Scottish footballer (1987–2022)

Adam Strachan (24 February 1987 – 9 July 2022) was a Scottish professional footballer. Strachan came through the youth system at Partick Thistle and played 111 matches for the senior side, including a season in the Scottish Premier League. After leaving The Jags, Strachan played in the Scottish Football League with Ross County, Dumbarton, Albion Rovers, Clyde, Stenhousemuir and Arbroath, as well as in Junior football with Clydebank, Irvine Meadow and Glenafton Athletic.

==Career==
Strachan was a product of the Partick Thistle youth system, having been signed from Partick Thistle Boys Club. Thought to have a huge future ahead of him, Strachan was man-of-the-match in his debut as a 16-year-old in an SPL match versus Livingston. In season 2006–07, Strachan was a key player and fans favourite but the following season, due to Stevie Murray playing in his position, Strachan did not feature in the team regularly enough and was rarely selected to play under Ian McCall.
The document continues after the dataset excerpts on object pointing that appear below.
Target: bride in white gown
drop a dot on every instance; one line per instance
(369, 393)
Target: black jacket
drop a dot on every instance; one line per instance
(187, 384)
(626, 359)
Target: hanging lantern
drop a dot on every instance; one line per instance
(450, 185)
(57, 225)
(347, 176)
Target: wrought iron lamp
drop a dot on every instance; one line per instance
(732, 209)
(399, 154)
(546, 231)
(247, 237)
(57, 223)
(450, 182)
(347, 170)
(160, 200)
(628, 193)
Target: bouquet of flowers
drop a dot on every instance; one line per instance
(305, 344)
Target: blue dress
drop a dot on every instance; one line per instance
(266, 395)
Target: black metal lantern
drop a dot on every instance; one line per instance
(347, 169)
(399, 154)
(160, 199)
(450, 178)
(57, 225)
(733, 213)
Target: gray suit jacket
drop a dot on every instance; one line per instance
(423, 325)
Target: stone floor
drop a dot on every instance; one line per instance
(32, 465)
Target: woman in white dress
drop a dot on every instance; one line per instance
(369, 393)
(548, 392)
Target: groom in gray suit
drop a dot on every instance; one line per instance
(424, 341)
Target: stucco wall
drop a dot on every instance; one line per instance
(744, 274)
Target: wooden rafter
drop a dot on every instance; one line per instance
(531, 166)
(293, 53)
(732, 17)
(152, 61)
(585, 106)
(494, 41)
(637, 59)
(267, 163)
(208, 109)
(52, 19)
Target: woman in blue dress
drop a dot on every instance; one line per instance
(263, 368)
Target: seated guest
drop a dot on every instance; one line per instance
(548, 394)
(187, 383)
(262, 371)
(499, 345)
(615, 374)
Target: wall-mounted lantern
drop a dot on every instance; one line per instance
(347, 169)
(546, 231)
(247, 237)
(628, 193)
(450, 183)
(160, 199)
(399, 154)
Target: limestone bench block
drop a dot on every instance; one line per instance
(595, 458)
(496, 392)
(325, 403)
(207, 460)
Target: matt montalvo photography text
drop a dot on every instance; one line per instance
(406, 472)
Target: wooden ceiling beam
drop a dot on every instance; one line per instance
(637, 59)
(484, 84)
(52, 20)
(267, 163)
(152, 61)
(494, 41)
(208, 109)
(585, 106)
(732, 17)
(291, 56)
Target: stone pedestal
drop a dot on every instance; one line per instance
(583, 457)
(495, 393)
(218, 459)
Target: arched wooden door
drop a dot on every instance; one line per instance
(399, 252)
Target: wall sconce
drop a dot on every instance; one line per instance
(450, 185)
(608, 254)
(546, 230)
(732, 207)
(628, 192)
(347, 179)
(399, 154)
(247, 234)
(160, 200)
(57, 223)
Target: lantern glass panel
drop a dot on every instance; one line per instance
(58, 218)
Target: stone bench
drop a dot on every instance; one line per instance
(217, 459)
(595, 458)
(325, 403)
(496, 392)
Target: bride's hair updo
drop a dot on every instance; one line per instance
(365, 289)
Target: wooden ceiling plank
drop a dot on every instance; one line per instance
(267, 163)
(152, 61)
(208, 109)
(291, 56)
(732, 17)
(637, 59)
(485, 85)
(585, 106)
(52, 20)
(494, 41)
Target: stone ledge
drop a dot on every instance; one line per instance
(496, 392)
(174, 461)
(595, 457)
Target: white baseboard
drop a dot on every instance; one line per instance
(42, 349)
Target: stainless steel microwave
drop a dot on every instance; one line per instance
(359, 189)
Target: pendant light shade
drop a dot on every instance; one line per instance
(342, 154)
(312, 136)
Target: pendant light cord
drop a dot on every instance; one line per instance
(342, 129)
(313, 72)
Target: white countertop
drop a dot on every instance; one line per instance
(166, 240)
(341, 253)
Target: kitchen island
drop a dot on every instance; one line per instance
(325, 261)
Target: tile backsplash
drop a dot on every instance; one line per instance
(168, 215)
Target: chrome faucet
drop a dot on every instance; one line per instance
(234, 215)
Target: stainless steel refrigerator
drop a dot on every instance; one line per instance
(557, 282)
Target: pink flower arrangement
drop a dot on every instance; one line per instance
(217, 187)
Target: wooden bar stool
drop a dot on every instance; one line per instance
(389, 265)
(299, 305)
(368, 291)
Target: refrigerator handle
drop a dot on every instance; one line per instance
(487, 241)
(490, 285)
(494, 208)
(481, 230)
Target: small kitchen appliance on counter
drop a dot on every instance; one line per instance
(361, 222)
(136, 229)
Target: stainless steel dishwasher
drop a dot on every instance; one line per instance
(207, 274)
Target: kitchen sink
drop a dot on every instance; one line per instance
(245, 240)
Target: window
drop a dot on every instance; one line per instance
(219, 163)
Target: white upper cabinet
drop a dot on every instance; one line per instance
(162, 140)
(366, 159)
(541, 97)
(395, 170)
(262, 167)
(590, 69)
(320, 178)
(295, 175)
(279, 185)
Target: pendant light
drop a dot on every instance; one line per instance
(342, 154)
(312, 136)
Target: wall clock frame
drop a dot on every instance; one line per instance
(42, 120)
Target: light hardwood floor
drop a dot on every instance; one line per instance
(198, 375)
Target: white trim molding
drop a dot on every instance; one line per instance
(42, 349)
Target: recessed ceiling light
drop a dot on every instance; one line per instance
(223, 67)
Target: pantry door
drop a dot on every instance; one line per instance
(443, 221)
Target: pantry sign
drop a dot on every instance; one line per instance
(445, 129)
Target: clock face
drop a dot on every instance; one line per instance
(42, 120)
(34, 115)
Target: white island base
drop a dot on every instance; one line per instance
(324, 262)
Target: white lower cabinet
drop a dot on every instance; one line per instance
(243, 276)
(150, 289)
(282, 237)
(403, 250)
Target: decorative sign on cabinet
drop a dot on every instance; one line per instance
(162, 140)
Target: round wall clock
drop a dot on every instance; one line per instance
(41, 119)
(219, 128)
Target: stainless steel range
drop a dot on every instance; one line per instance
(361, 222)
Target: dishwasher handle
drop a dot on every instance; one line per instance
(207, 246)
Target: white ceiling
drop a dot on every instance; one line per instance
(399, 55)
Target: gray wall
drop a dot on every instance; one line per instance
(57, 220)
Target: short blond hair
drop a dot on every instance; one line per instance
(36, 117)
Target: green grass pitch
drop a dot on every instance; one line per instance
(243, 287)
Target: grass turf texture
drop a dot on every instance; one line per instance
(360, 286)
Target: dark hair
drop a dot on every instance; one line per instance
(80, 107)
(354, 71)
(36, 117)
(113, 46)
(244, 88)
Strachan left Thistle by mutual consent in December 2007, ending a near four-year stint with the club. Strachan then signed for Ross County on 2 January 2008 and played in 42 matches, scoring eight goals and was a key player during the Dingwall club's time in the Scottish Second and then First Division. After an alleged incident with his girlfriend Strachan was released by the Dingwall club.

In July 2009, Strachan went on trial with First Division club Greenock Morton. Strachan made his first appearance as a substitute in Austria, scoring the Inverclyde club's consolation goal in a 6–1 defeat by Slovakia champions Slovan Bratislava.

In September 2009, Strachan signed for Third Division champions Dumbarton.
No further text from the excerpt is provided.